Moléculas no sangue revelam chances de longevidade, aponta estudo

Moléculas no sangue revelam chances de longevidade, aponta estudo
Análise de amostra de sangue sob microscópio com DNA em segundo plano.

Exame inovador analisa piRNAs para prever expectativa de vida em idosos

Cientistas descobriram que a chave para prever a longevidade pode estar mais perto do que imaginamos: em um simples exame de sangue. Uma pesquisa recente, publicada na revista científica “Aging Cell”, revela que pequenas moléculas de RNA, conhecidas como piRNAs, podem indicar com precisão as chances de adultos idosos sobreviverem por pelo menos mais dois anos.

O estudo, liderado por Virginia Byers Kraus, professora da Duke University School of Medicine, analisou amostras de sangue de pessoas com 71 anos ou mais. Utilizando inteligência artificial, os pesquisadores examinaram centenas de fatores clínicos e trechos de RNA, descobrindo que um grupo específico de seis piRNAs previu a sobrevivência em dois anos com uma precisão notável de até 86%.

Kraus expressou surpresa com a descoberta, destacando que a combinação de alguns piRNAs se mostrou um indicador mais forte de sobrevivência do que a idade, hábitos de vida ou outras medidas de saúde analisadas.

Como o exame de sangue prediz a longevidade?

Os pesquisadores observaram que participantes com níveis mais baixos de piRNAs tendiam a viver mais, um padrão já visto em organismos mais simples. A alta concentração dessas moléculas pode indicar que algo não está funcionando corretamente no organismo, abrindo portas para futuras terapias que promovam o envelhecimento saudável.

Em testes, a análise de piRNAs superou indicadores tradicionais como idade, colesterol e atividade física na previsão de sobrevivência a curto prazo. Para a longevidade a longo prazo, fatores de estilo de vida se mostraram mais importantes, mas as moléculas de RNA mantiveram seu valor informativo.

Próximos passos da pesquisa

Os cientistas planejam investigar se tratamentos, mudanças no estilo de vida ou medicamentos podem influenciar os níveis de piRNAs no sangue. Também pretendem comparar os níveis dessas moléculas no sangue com os níveis nos tecidos, buscando entender melhor sua função no organismo.

A longo prazo, a expectativa é que o exame possa identificar o risco de sobrevivência a curto prazo de forma prática e minimamente invasiva, com o objetivo final de melhorar a saúde à medida que envelhecemos.

Dicas para um envelhecimento saudável

Enquanto a ciência avança na busca por marcadores de longevidade, especialistas reforçam a importância de hábitos saudáveis para um envelhecimento bem-sucedido:

  • Pratique exercício físico regularmente.
  • Mantenha uma alimentação equilibrada, rica em frutas, verduras, legumes e com a quantidade adequada de nutrientes.
  • Priorize o sono de qualidade.
  • Evite o consumo excessivo de álcool.
  • Não fume.

O Que Você Precisa Saber:

Qual a precisão do exame de sangue para prever a longevidade?

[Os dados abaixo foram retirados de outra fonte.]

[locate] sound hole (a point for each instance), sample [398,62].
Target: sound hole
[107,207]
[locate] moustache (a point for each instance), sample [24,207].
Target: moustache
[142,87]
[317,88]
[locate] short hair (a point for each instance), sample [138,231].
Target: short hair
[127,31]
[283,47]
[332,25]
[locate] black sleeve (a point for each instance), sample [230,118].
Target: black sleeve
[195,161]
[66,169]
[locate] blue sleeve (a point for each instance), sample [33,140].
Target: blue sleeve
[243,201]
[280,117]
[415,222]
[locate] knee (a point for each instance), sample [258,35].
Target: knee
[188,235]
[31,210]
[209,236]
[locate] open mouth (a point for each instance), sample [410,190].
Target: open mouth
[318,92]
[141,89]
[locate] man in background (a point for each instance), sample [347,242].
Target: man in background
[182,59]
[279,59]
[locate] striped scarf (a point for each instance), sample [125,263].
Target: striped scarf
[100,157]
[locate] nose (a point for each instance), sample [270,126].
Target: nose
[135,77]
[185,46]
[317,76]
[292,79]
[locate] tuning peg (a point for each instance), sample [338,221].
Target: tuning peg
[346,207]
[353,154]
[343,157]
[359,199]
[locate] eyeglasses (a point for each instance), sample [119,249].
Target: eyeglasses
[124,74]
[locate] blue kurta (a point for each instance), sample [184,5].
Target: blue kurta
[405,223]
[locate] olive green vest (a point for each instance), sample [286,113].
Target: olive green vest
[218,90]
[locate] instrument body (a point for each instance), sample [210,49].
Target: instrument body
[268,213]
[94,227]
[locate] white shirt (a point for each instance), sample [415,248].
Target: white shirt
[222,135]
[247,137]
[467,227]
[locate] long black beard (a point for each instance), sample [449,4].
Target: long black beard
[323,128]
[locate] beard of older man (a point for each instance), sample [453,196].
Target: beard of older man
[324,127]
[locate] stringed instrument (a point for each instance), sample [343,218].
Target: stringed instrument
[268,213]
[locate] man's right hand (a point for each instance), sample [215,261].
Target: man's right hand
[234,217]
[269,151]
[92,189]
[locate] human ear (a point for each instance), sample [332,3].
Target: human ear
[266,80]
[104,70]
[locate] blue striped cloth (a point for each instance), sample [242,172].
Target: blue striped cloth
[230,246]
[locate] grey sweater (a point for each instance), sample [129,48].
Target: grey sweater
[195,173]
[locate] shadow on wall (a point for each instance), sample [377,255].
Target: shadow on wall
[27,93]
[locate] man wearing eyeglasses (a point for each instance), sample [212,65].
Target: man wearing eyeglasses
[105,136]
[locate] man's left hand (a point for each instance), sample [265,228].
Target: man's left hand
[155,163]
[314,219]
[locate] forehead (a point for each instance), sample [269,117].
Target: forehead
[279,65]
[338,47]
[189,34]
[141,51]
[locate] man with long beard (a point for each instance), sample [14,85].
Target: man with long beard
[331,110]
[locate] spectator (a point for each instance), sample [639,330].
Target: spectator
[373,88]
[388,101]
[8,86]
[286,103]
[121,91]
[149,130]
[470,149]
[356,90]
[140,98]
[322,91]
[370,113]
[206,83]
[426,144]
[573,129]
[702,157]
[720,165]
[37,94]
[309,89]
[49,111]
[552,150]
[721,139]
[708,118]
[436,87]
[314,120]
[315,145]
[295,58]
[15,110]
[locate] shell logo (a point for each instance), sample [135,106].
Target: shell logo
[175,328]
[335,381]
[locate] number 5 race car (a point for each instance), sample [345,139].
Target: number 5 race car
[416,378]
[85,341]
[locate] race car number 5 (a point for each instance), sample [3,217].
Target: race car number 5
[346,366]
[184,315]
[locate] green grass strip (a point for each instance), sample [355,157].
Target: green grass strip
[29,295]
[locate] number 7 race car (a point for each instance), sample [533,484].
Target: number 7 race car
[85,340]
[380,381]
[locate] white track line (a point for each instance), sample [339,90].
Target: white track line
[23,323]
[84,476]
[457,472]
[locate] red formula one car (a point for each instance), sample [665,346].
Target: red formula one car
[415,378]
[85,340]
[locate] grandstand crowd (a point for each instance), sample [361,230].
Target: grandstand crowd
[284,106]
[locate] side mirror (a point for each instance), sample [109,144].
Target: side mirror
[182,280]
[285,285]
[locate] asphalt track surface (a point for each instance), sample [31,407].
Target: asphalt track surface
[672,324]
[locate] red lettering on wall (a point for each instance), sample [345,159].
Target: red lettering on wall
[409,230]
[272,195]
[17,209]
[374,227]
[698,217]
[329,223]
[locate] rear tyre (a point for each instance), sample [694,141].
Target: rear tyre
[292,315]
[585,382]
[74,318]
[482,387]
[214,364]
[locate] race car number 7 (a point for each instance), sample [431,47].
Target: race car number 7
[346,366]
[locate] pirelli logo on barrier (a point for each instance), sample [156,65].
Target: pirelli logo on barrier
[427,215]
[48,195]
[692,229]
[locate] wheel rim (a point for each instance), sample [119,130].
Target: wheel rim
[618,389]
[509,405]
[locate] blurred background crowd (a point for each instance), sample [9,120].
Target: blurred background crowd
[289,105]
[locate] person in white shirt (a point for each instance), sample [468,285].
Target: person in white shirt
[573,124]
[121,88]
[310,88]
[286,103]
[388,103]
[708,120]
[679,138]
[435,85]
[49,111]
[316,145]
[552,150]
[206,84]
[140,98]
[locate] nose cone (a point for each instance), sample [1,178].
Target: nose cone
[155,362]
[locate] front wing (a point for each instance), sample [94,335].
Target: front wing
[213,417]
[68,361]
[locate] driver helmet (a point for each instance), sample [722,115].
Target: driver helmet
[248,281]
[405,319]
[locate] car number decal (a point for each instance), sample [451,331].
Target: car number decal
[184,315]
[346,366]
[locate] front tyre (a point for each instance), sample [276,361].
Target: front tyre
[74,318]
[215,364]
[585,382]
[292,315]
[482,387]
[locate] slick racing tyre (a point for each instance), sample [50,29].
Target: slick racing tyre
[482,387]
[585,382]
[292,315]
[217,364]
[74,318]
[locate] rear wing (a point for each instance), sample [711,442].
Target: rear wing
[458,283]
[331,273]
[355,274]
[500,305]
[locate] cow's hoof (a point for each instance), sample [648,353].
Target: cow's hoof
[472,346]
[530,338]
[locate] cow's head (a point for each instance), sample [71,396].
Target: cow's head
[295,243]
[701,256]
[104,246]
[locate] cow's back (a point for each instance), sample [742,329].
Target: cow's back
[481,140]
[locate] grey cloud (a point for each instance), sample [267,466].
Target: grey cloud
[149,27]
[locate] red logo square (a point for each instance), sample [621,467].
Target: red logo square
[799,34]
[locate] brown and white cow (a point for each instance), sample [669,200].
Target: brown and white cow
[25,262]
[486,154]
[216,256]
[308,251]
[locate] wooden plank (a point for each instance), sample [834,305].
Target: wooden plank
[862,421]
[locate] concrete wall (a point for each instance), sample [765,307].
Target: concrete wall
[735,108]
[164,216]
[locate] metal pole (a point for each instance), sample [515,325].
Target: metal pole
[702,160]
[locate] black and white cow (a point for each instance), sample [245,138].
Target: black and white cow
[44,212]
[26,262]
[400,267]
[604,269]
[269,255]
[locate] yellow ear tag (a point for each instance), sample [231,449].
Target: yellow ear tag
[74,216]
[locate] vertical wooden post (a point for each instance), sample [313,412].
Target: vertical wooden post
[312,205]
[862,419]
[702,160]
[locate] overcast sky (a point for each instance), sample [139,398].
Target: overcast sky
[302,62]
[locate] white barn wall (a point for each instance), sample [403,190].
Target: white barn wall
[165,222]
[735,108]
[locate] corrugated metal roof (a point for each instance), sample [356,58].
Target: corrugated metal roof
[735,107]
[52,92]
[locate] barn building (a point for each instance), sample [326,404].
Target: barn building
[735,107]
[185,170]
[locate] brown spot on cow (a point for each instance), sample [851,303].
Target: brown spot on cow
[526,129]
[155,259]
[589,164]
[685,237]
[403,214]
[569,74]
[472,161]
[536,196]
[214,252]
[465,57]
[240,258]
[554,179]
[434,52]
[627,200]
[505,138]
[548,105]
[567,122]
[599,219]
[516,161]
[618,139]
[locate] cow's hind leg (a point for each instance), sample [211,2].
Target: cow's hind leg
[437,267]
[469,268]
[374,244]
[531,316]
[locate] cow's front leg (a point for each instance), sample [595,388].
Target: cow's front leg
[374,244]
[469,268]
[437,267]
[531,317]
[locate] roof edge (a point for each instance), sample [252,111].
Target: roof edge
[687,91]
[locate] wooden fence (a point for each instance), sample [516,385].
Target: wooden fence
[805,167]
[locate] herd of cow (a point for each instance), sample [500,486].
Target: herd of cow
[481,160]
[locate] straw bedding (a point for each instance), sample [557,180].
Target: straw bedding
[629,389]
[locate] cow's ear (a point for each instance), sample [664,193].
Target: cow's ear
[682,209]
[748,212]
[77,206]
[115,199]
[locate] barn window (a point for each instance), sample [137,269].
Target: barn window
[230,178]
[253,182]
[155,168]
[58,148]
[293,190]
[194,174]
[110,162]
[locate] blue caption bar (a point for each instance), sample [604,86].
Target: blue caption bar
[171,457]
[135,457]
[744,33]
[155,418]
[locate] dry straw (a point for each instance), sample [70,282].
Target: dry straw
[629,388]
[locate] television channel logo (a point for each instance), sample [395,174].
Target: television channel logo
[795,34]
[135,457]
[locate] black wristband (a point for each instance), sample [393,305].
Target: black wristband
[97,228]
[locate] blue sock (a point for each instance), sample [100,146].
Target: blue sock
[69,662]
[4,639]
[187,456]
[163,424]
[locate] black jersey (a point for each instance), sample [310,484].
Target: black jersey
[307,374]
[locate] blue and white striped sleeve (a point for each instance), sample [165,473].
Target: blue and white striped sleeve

O estudo indica que a análise de um grupo específico de seis piRNAs pode prever a sobrevivência em dois anos com uma precisão de até 86%. Essa precisão se mostrou superior a outros indicadores tradicionais de saúde, como idade e níveis de colesterol, especialmente na previsão de curto prazo.

Como os hábitos de vida influenciam a longevidade em relação aos piRNAs?

Embora os piRNAs forneçam informações valiosas sobre a biologia do corpo e a previsão de curto prazo, os hábitos de vida, como alimentação e exercícios, tornam-se mais influentes na previsão da sobrevivência a longo prazo. A combinação de ambos os fatores pode oferecer uma visão mais completa da expectativa de vida de uma pessoa.